Noël 2019. Comme à chaque année, j’ai mis ma plus belle robe pour aller dans ma
famille. Cette année-là, j’y avais ajouté un cardigan assez épais en espérant qu’il me
servirait de bouclier contre quelconque remarques ou même au mieux, qu’il me rendait
invisible. Les gens dans ma famille savaient que j’étais malade et je sentais leur yeux
remplis de bonne volonté et de maladresses me supplier du regard de guérir sur le
champ, parce qu’après tout, c’est Noël, et tout le monde se sentirais moins mal si je
faisais un petit effort. Si seulement ils avaient su comme j’aurais aimé être capable de
jouer la comédie pour un soir, rassurer tout le monde, qu’on puisse passer à un autre
appel et me laisser m’enfoncer en paix dans mon anorexie mentale. Je me disais qu’ils
ne me comprenaient juste pas.
Pour moi, chaque bouchée venait avec un sentiment de panique qui me montait à la
bouche. Plus le repas avançait, plus c’était la fin de ma prise de contrôle, la fin de mon
corps de rêve, la fin du sentiment de fierté que je ressentais quand je ne mangeais pas.

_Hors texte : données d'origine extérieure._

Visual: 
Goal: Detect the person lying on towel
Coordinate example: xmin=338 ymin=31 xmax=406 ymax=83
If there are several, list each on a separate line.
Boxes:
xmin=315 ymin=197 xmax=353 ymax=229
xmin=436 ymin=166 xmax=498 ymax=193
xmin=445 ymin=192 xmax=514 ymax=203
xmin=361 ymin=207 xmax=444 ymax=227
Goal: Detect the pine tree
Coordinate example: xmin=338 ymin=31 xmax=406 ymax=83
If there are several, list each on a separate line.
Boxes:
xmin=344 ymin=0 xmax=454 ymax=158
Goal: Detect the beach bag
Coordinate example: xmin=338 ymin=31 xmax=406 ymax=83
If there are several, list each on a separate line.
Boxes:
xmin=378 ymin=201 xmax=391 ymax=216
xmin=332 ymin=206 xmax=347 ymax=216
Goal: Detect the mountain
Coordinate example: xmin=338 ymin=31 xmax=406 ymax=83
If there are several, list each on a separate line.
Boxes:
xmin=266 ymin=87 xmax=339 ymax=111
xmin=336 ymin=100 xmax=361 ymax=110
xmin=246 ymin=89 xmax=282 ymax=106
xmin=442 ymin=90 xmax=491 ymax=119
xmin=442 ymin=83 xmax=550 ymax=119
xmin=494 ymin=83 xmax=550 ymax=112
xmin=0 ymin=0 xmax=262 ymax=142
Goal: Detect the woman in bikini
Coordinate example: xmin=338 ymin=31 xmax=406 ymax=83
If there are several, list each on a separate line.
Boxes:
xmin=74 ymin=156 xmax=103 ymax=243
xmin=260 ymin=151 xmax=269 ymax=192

J’avais aussi cette peur étrange que si ma famille me voyait manger, ils croiraient que je
ne suis pas une «vraie» anorexique, et à ça, je refusais d’échouer. Chaque festin et
chaque rencontre devenait donc un défi, une source de culpabilité. Je me sentais
souvent invisible dans ces moments parce que je ne me sentais pas moi-même,
comme si une partie de moi était absente. Je me sentais tellement seule, et pourtant
j’étais entourée de mes personnes préférés.
Deux semaines plus tard, je rentrais à l’hôpital Ste-Justine sur l’aile de psychiatrie.
J’étais fâchée, triste, confuse… mais je me rappelle du sentiment de soulagement
d’être enfin prise en charge. De me rendre compte que j’étais vraiment allé trop loin et
que ça devait changer. On dirait que j’avais besoin de frapper ce mur. De là s’en est
suivi une longue thérapie, des suivis chez le médecins, des rechutes et un beau cocktail
d’émotions poches. C’était assez rock’n’roll, mais plus que nécessaire.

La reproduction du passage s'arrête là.